Here we introduce a variant, __smp_call_function_many(), that adds
a third 'best_effort' mode to the two existing ones (nowait, wait).
In best effort mode, the call will skip CPUs whose csd is busy, and if
any CPU is skipped it returns -EBUSY and the set of busy in the mask.
This allows the caller to decide how to proceed, e.g. it might retry at
a later time, or use a private csd, etc..

The new function is a compromise to avoid touching existing callers of
smp_call_function_many().
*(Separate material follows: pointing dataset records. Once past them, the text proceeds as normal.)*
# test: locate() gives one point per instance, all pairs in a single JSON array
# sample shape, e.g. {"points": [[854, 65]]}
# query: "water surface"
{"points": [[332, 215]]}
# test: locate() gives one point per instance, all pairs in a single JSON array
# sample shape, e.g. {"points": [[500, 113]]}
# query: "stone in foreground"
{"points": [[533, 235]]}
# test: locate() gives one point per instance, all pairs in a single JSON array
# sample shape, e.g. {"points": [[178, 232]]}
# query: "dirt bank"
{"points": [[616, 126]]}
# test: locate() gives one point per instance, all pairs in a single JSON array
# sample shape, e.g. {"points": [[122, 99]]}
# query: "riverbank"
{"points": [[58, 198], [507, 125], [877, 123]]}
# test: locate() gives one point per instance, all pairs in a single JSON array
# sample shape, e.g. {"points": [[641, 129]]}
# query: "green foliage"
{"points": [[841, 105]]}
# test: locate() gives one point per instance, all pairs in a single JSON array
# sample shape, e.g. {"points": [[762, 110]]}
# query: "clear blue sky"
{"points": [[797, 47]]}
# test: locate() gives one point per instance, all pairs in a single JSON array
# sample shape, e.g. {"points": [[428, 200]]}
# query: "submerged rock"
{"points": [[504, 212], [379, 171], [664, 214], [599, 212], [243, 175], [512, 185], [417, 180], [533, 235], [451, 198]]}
If the feature is considered interesting, we
could even replace the 'wait' argument with a ternary 'mode' in all
smp_call_function_*() and derived methods.

Signed-off-by: Luigi Rizzo <lrizzo@google.com>
---
 include/linux/smp.h | 10 ++++++
 kernel/smp.c        | 75 +++++++++++++++++++++++++++++++++++++--------
 2 files changed, 72 insertions(+), 13 deletions(-)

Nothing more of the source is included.